Following SV discovery across the six approaches, all individuals were genotyped using the aligned kākāpō125+ short-read dataset. The genotype filtered SV data for all six variant call sets were used for comparisons of individual variability, assessing shifts in the the number of SVs per generation, and to assess population structure of SVs. When reporting the number of SVs per individual and number of SVs among kākāpō cohorts, we use presence or absence of SVs per individual. That is, we consider genotypes as evidence of whether or not the individual carries the SV (0/1 & 1/1 = carrier; 0/0 = non-carrier). Both Fiordland- and Rakiura-derived birds (herein, founders) were used for comparisons across three cohorts (n = 1, 3, 4 for Fiordland founders, F1 and F2 and n = 40, 60, 10 for Rakiura founders, F1 and F2 respectively). Due to the lek mating system and a relatively long lifespan, the kākāpō population has had significant backcrossing through the generations. Therefore, the F1 and F2 generations represented here excluded all individuals with backcrossed lineages, as this may bias true generational patterns in SVs carried by individuals. Finally, to compare variability in the SVs carried by individual kākāpō, genotypes from the genotype filtered SV data for all four strategies was used to conduct a discriminant analysis of principal components (DAPC) with the adegenet R package (Jombart 2008). Only individuals used for generational comparisons (n = 118) were used to assess individual variability and SV population structure.
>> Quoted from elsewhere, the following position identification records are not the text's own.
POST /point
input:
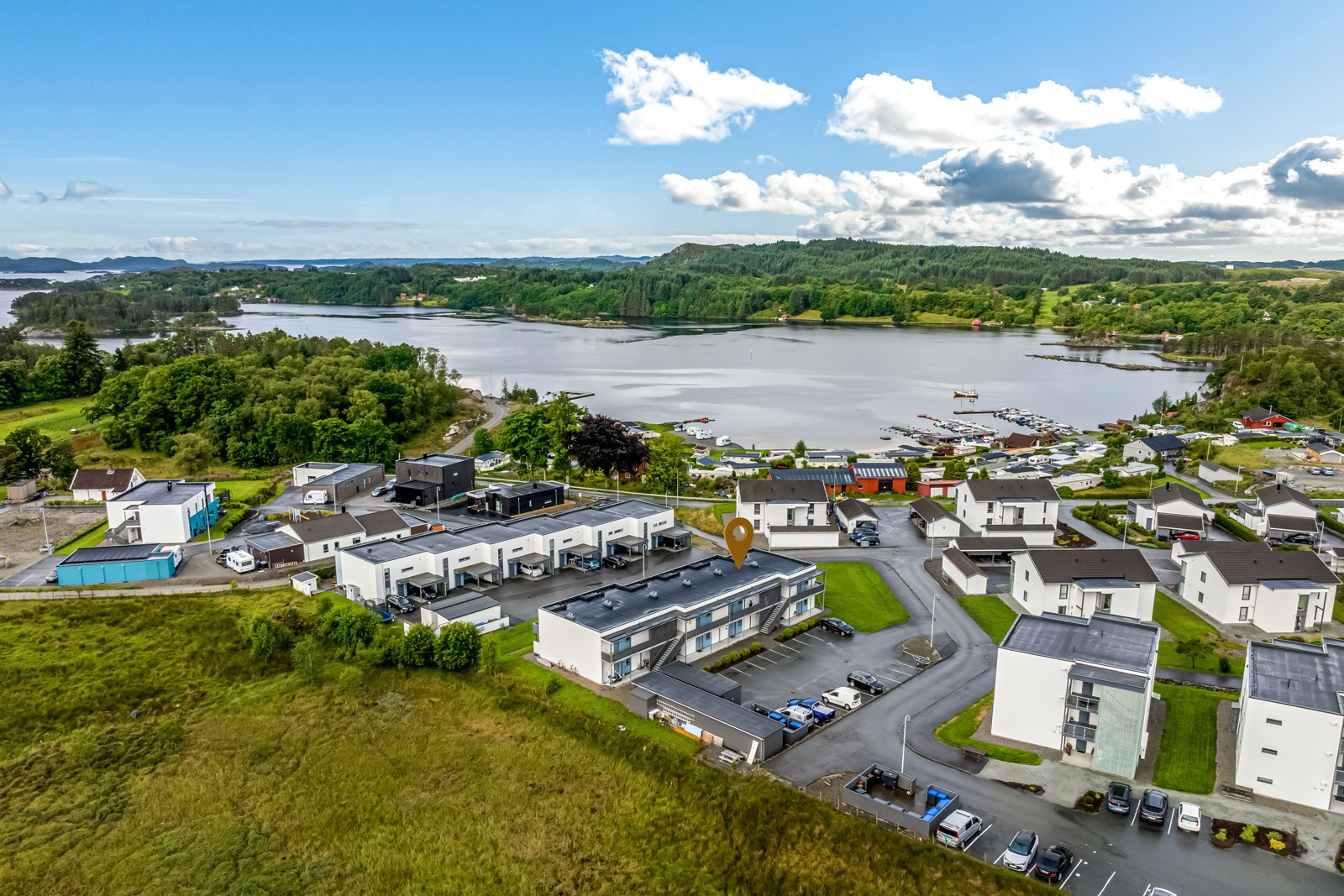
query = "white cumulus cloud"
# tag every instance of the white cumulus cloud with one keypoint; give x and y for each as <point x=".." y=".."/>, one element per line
<point x="671" y="100"/>
<point x="913" y="117"/>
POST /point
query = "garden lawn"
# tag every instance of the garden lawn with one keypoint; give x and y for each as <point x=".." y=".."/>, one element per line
<point x="960" y="731"/>
<point x="91" y="537"/>
<point x="1189" y="755"/>
<point x="857" y="593"/>
<point x="991" y="613"/>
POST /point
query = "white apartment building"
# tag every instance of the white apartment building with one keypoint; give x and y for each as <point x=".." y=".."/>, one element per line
<point x="1084" y="684"/>
<point x="689" y="614"/>
<point x="434" y="563"/>
<point x="161" y="512"/>
<point x="1026" y="508"/>
<point x="1240" y="582"/>
<point x="1081" y="582"/>
<point x="1289" y="726"/>
<point x="1277" y="511"/>
<point x="790" y="513"/>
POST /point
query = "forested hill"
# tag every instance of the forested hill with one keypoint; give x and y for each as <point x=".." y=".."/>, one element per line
<point x="857" y="259"/>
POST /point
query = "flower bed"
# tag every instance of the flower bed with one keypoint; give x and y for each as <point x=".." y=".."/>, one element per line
<point x="1268" y="839"/>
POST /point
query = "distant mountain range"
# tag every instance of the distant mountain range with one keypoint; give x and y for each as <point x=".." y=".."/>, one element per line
<point x="134" y="264"/>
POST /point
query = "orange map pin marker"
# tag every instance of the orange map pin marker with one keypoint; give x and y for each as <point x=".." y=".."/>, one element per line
<point x="738" y="533"/>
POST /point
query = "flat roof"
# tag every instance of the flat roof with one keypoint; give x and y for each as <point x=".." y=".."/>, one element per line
<point x="112" y="553"/>
<point x="1297" y="674"/>
<point x="159" y="492"/>
<point x="1099" y="640"/>
<point x="718" y="708"/>
<point x="611" y="607"/>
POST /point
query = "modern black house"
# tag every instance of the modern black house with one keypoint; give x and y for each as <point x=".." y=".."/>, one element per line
<point x="515" y="499"/>
<point x="432" y="479"/>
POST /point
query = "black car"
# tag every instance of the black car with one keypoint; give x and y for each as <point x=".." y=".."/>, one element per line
<point x="866" y="681"/>
<point x="839" y="626"/>
<point x="1120" y="799"/>
<point x="1054" y="862"/>
<point x="1152" y="808"/>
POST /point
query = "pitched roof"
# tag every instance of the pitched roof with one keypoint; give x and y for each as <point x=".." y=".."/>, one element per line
<point x="1000" y="490"/>
<point x="1066" y="564"/>
<point x="100" y="479"/>
<point x="759" y="490"/>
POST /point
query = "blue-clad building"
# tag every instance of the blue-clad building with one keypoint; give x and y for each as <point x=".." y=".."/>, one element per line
<point x="112" y="563"/>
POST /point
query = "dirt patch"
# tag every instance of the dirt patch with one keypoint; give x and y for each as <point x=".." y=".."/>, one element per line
<point x="20" y="531"/>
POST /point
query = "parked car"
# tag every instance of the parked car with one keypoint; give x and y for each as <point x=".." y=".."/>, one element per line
<point x="839" y="626"/>
<point x="958" y="829"/>
<point x="1120" y="799"/>
<point x="1152" y="808"/>
<point x="1189" y="817"/>
<point x="1054" y="862"/>
<point x="1021" y="851"/>
<point x="843" y="698"/>
<point x="866" y="681"/>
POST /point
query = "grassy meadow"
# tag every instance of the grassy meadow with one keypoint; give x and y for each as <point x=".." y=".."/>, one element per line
<point x="242" y="777"/>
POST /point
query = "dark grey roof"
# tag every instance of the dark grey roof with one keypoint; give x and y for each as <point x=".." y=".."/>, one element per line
<point x="706" y="681"/>
<point x="1247" y="563"/>
<point x="1297" y="674"/>
<point x="853" y="506"/>
<point x="764" y="490"/>
<point x="1011" y="490"/>
<point x="837" y="476"/>
<point x="1100" y="640"/>
<point x="931" y="510"/>
<point x="112" y="553"/>
<point x="676" y="591"/>
<point x="463" y="605"/>
<point x="879" y="470"/>
<point x="718" y="708"/>
<point x="159" y="492"/>
<point x="1175" y="492"/>
<point x="102" y="479"/>
<point x="965" y="564"/>
<point x="1066" y="564"/>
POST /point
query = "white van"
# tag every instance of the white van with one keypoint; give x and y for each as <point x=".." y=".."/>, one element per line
<point x="239" y="562"/>
<point x="843" y="698"/>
In the absence of a previously validated catalogue of SVs, neither a ‘true’ nor ‘false’ positive rate of detection could be assessed. Despite not being able to estimate the precision and accuracy of SVs called in our data, we aimed to test the consistency of genotyping results using Mendelian Inheritance tests with parent-offspring trios. Although this does not eliminate the possibility of systematic error, nor does it provide an indication of the precision or accuracy of SV detection, departures from Mendelian Inheritance may indicate inconsistency of genotyping within a given SV call. Genotyping consistency is an important consideration for population studies as patterns of population structure or inferences about local adaptation may be impacted by inconsistencies.
To identify SVs that violate Mendelian Inheritance patterns, the BCFtools +mendelian plugin was used. Pedigree data provided by the New Zealand Department of Conservation identified 120 parent-offspring trios consisting of 158 unique individuals in the Kākāpō125+ sequence data. We tested SV genotypes by calculating the proportion of Mendelian Inheritance errors relative to the number of non-missing genotypes (i.e., GT != “mis”). Four thresholds were tested where adherence to Mendelian Inheritance expectations were either 100%, ≥95%, ≥90% and ≥80% of genotypes passed. It is important to note that not all 169 sequenced individuals were represented in pedigree trios, as they may not have descendants or antecedents represented in the short-read data analysed here. In addition, some individuals are represented multiple times in different family groups. This bias towards highly represented individuals in the kākāpō breeding population may not adequately capture all SVs called within the population. As such, we did not filter SVs using Mendelian Inheritance errors for downstream analysis. Rather, these tests may provide some insights into the relative performance of genotyping approaches among the pipelines used here.